# use this to get the count cached
def get_tbbooks_count(exp=3600):
      cache.ram('tbbooks',lambda: db(db.tbbooks.id == 1).count(),exp)


# use this to create new tbbooks and update count
def increment_tbbooks_count(form=None):
      cache.ram.increment('tbbooks')
form = crud.create(db.tbbooks,onaccept =increment_tbbooks_count)

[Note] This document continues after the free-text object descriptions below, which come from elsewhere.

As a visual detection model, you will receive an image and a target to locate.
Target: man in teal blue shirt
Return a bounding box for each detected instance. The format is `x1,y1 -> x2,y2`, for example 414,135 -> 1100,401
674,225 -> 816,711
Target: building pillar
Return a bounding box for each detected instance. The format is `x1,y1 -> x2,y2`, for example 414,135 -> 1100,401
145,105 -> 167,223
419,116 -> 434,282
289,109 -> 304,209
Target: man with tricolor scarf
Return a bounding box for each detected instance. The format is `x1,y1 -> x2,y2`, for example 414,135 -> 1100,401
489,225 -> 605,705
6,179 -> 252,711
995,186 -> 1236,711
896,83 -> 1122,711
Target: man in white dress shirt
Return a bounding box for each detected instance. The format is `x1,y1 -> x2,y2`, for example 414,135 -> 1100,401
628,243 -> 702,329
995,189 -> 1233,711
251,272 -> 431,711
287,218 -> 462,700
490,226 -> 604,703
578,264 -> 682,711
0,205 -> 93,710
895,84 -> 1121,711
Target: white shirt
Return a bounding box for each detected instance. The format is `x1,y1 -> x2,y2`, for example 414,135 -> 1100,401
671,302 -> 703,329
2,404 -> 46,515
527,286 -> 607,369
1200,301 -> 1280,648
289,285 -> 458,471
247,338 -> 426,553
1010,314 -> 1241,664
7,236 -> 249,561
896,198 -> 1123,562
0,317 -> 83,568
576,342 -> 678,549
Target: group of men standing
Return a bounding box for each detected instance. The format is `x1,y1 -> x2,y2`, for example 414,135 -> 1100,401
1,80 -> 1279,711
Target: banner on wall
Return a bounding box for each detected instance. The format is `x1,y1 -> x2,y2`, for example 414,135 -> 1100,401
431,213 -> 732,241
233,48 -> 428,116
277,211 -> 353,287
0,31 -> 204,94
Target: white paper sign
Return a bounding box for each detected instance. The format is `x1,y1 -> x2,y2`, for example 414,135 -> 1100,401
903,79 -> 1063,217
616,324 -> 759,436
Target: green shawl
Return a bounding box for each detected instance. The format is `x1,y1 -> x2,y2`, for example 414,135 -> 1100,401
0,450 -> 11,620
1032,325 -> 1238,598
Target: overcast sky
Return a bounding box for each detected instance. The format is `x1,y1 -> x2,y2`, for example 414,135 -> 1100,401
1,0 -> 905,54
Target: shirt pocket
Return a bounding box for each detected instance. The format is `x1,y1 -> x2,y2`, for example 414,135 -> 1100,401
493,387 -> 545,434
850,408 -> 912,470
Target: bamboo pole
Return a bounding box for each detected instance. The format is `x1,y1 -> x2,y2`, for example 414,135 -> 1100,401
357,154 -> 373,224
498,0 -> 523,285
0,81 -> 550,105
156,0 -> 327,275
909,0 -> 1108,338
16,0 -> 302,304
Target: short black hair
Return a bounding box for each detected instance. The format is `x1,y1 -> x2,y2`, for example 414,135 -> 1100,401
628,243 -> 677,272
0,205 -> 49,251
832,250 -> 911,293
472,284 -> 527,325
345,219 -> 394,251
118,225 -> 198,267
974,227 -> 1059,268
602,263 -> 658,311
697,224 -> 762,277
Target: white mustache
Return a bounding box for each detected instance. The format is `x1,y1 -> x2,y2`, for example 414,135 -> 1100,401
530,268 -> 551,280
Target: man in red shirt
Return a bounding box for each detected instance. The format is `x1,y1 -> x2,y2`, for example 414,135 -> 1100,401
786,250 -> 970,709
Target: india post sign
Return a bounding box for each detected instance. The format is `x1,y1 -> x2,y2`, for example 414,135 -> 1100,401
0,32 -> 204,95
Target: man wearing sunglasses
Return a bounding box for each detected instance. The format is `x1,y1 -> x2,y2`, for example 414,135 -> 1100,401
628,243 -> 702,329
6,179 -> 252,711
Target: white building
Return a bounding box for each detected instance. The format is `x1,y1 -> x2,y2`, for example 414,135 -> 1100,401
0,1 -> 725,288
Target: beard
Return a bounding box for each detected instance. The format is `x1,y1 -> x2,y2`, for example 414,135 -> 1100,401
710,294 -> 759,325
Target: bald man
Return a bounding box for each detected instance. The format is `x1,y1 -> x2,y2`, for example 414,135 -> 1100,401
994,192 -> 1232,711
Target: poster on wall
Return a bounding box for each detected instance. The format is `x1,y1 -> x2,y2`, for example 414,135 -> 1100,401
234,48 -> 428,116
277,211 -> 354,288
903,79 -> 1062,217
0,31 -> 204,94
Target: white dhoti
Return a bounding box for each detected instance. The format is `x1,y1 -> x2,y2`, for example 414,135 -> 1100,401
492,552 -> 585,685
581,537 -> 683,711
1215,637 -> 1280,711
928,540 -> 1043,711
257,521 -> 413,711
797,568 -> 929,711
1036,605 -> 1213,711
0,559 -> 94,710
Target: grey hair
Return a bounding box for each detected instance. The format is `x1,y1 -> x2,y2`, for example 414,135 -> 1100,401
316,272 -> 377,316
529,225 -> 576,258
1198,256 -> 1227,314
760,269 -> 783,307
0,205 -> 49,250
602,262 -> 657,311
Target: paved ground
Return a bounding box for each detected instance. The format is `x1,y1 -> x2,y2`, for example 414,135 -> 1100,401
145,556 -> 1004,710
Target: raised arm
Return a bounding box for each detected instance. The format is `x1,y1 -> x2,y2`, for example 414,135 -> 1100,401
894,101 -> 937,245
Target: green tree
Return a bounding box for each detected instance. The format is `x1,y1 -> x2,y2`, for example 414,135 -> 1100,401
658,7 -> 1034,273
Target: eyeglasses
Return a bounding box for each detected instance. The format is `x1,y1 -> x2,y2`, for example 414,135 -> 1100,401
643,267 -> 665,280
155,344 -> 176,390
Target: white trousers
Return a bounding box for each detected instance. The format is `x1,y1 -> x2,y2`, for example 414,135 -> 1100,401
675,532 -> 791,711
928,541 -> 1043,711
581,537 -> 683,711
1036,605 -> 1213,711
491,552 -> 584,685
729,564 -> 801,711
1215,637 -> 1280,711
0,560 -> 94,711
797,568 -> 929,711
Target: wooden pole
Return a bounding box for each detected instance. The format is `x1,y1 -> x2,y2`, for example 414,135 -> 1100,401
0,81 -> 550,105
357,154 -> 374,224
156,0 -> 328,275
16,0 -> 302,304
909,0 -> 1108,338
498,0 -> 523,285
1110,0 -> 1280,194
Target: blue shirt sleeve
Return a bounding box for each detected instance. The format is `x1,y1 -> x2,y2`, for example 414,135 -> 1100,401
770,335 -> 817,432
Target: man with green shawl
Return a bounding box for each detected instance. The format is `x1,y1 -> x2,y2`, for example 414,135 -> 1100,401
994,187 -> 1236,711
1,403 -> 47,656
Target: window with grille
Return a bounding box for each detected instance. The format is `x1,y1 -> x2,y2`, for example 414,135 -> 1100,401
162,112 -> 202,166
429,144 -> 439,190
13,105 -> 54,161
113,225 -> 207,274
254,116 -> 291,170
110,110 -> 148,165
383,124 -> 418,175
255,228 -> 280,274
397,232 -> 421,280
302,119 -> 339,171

# use this to edit tbbooks to if they get deleted, count if decresed
def decrement_tbbooks_count(form=None):
      cache.ram.increment('tbbooks',-1)
form = crud.update(db.tbbooks,record,ondelete =
decrement_tbbooks_count)


On May 27, 3:27 am, scausten <[email protected]> wrote:
> Great thanks! Any other ideas from anyone to speed this up further?
>
> On May 27, 3:25 am, Mr admin <[email protected]> wrote:
>
> > OK here's an example of counting matching records with web2py syntax.
>
> > SQL version
> >        select count(*) from tbbooks where id = 1 group by id;
>
> > Note!  if you don't add the GROUP BY clause,  you'll get a count
> > of 1 record... even if there a NO MATCHES.... probably NOT what you intended
> > to do.
> > The GROUP BY clause give you an "Empty Set" for non-matching search results
>
> > web2py version
> >      matches = db(db.tbbooks.id == 1).count()
>
> > On Wed, May 26, 2010 at 2:44 PM, scausten <[email protected]> wrote:
> > > I'm adding files content to my database with the following code being
> > > called onvalidation when the form is submitted. It really simply
> > > generates a 6-digit alphanumeric code as an identifier for the file:
>
> > > codes = db().select(db.products.code)   # Grabs all the existing codes
> > > from the database
> > > while not form.vars.code:
> > >    code = "".join([random.sample(string.ascii_lowercase
> > > +string.digits, 1)[0] for i in range(6)])  # Creates a code
> > >    if not code in codes:  # If its unique...
> > >        form.vars.code = code   # ...add it into the form vars
>
> > > It works fine at the moment, but I'm hoping to have several hundred
> > > thousand files potentially, and I'm worried that the database call to
> > > pull all existing codes will become a serious bottleneck. The code
> > > needs to be random and not sequential.
>
> > > Does anyone have any ideas on how I can do this more elegantly?